Coğrafyada Grili Savaş

Sevgi Korkusuz ’un, MGV Yayınlarından neşredilen ilk öykü kitabı; Coğrafyada Grili Savaş. Kitap da 16 öykü yer almakta. Yaşadığımız hayatta olağan, sıradan olarak gördüğümü, yaşadığımız hallerin nasıl aniden trajediye dönebileceğini, sade, akıcı bir dille aktarıyor yazar.

Merhameti, samimiyeti, iyi niyet hallerini insanı değiştirip dönüştüren trajik hallere dönüştüren sarsıcı halleri öyküleştiren yazar sezgileri ve güçlü gözlemleri ile sağlam öykülerin ipuçlarını verir gibi.

Evet!

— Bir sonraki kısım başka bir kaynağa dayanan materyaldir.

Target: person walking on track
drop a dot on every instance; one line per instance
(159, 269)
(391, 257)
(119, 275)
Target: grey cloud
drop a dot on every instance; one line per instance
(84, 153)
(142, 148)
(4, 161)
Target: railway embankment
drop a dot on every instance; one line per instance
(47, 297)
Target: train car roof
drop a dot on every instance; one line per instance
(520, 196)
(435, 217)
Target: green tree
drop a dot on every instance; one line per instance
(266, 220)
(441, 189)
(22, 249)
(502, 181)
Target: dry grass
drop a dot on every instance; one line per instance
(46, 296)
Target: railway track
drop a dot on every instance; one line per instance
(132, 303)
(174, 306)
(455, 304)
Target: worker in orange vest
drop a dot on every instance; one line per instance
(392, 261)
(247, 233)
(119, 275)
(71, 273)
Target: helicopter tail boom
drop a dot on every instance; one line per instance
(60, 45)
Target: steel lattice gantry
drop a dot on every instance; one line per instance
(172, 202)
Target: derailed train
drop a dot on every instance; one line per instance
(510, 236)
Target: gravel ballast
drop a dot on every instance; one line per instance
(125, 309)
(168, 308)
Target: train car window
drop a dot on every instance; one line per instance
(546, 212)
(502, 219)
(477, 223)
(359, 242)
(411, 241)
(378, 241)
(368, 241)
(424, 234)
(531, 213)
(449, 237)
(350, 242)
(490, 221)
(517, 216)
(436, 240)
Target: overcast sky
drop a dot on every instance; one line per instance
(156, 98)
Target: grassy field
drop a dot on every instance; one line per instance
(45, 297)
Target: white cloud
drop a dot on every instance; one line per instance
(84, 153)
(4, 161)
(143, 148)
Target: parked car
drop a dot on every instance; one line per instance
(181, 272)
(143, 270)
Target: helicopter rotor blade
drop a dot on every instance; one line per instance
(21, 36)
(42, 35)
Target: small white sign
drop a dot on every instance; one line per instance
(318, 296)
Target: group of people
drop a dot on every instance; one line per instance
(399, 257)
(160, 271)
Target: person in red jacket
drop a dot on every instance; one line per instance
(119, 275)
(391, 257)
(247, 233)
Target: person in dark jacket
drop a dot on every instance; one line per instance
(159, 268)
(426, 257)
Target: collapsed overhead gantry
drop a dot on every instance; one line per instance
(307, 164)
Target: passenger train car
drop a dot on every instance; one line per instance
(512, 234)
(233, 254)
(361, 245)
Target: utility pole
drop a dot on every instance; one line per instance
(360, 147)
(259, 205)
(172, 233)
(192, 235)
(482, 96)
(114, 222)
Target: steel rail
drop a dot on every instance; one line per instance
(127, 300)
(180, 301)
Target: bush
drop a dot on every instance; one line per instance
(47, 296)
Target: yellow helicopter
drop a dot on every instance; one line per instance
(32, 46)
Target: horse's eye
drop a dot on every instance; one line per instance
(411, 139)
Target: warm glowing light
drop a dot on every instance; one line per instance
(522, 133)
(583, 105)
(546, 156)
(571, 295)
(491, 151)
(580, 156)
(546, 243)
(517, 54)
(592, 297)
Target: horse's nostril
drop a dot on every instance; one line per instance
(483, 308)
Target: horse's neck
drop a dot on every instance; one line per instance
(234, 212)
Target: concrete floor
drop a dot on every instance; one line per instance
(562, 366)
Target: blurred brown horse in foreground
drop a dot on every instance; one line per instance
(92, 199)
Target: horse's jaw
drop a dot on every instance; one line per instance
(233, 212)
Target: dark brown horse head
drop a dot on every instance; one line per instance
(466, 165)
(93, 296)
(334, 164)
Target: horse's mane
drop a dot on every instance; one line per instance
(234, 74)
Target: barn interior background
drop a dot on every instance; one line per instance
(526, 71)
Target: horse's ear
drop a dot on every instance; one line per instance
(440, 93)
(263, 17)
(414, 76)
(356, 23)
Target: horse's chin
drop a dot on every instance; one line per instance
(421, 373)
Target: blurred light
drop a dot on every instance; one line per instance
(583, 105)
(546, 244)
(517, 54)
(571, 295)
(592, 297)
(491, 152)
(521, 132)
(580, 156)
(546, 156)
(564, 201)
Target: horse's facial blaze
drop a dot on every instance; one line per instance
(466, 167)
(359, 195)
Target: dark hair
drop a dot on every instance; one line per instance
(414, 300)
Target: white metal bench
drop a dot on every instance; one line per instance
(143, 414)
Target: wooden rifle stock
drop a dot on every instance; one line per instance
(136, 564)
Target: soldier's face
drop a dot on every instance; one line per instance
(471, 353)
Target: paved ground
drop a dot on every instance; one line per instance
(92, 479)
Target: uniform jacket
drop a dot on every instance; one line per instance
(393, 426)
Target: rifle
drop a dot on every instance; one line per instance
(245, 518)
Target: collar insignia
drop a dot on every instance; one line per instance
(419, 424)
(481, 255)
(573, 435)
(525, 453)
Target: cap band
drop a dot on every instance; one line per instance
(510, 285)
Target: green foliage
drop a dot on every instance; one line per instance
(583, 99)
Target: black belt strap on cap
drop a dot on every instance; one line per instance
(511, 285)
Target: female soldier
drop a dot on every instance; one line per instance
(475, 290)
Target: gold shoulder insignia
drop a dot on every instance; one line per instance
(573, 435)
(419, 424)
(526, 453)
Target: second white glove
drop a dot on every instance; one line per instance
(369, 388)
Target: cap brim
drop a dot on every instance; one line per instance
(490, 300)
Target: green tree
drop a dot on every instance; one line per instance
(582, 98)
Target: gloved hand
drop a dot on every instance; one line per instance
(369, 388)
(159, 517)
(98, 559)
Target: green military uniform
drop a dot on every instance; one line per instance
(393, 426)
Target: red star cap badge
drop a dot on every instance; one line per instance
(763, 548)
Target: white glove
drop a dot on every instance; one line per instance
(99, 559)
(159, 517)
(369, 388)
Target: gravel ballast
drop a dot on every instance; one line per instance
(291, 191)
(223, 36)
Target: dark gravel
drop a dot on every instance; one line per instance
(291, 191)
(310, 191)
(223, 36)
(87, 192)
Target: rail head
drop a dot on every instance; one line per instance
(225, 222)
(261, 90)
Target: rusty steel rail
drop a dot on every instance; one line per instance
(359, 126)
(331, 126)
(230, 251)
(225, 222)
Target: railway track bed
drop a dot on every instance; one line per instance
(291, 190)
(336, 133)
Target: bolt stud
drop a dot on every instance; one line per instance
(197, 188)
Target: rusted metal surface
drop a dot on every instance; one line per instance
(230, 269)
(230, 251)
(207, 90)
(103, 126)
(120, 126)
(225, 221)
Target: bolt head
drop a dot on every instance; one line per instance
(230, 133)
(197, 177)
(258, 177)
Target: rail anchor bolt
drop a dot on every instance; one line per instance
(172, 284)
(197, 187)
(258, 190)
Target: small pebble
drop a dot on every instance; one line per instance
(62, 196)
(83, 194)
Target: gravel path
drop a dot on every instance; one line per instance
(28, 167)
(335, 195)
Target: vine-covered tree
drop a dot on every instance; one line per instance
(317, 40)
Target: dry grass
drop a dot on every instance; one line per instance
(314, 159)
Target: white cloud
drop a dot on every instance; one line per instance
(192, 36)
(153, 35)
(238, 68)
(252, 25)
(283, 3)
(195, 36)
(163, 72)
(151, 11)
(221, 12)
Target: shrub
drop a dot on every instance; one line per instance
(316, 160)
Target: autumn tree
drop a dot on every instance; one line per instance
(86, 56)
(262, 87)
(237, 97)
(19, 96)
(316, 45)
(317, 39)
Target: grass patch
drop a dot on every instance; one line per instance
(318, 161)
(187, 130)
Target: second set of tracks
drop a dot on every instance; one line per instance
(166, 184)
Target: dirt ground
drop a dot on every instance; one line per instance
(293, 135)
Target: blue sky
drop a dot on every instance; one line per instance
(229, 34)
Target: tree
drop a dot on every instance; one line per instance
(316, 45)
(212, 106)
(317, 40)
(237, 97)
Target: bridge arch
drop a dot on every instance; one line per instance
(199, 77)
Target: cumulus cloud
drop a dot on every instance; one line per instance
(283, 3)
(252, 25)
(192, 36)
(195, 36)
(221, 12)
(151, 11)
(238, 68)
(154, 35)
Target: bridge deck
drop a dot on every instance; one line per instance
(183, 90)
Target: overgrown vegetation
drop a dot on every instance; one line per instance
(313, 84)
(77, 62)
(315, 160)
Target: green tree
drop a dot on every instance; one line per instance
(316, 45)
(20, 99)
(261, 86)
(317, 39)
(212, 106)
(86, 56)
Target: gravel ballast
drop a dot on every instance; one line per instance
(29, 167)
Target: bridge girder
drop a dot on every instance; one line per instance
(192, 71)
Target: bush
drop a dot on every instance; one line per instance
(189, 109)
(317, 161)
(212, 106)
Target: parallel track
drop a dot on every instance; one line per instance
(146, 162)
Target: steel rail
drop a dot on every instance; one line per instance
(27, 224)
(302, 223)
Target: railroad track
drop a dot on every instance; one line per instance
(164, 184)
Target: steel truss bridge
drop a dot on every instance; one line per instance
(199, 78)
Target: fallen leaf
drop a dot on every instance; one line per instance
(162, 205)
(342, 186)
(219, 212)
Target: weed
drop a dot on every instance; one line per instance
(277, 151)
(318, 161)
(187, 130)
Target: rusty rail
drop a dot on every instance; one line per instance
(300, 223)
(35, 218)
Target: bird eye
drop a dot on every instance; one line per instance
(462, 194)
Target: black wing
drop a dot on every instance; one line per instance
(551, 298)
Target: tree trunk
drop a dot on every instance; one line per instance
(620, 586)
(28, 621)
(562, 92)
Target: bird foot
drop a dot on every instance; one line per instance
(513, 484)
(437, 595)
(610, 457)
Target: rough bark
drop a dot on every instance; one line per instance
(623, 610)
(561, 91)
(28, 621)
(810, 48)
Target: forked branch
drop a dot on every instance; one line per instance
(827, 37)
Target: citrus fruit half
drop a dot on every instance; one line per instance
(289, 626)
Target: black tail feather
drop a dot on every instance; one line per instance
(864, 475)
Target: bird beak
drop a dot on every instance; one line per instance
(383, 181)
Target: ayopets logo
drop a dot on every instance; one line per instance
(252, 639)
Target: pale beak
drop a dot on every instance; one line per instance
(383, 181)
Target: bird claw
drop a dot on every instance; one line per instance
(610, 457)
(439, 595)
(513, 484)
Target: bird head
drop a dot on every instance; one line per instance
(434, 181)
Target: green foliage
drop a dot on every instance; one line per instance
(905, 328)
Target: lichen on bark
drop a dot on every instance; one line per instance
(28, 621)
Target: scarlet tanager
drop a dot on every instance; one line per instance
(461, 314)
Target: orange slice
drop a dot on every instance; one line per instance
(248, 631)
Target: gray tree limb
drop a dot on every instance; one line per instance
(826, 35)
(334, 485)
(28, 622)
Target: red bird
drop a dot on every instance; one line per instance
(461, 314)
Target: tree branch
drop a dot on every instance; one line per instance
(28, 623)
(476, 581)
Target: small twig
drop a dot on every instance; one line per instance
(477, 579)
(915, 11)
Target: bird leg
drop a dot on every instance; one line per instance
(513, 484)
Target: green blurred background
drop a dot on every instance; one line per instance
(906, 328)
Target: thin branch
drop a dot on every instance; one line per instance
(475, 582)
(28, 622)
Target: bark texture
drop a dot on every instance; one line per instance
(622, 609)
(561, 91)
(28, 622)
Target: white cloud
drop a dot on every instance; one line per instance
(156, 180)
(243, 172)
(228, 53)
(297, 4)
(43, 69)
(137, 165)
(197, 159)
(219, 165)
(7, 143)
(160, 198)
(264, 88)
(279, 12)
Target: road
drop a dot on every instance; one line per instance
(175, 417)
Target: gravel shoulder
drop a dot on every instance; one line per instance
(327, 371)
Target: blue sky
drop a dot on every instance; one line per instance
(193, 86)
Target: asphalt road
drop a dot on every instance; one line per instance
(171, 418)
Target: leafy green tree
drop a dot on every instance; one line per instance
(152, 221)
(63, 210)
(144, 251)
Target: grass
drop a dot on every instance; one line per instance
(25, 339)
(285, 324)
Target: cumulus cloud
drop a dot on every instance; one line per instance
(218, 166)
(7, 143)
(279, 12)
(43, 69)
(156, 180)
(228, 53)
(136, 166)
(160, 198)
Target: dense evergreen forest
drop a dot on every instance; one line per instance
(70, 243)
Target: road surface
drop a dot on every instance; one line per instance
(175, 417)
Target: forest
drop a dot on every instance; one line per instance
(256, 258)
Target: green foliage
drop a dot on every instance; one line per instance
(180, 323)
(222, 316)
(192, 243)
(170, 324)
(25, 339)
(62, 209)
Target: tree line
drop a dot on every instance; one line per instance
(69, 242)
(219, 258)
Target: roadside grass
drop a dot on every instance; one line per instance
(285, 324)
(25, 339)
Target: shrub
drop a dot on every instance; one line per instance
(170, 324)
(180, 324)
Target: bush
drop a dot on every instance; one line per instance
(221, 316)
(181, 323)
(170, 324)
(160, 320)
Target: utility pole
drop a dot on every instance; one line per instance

Evet! Kayıp hikâyeler var bu sayfalarda. Kırmızı bodur tramvayın ardına sen de takılacaksın. Bronz tenli küçük bir kızın el izleri, şehidin kapanan perdesi, gölgeye sarılan yürekler, kışı baharla silecek umutlar var. Bıçak ağzı gibi keskin, şalın rengi gibi narin, ruhunda iz bırakacak ortak öyküler var. Hepsi beden değil burada senin de hikâyen var. Hadi sayfaları çevir ve soluklan. Sahi kırmızı bodur tramvaya bindin mi hiç?” diyerek öykü okurunu kitaba çağırıyor yazar.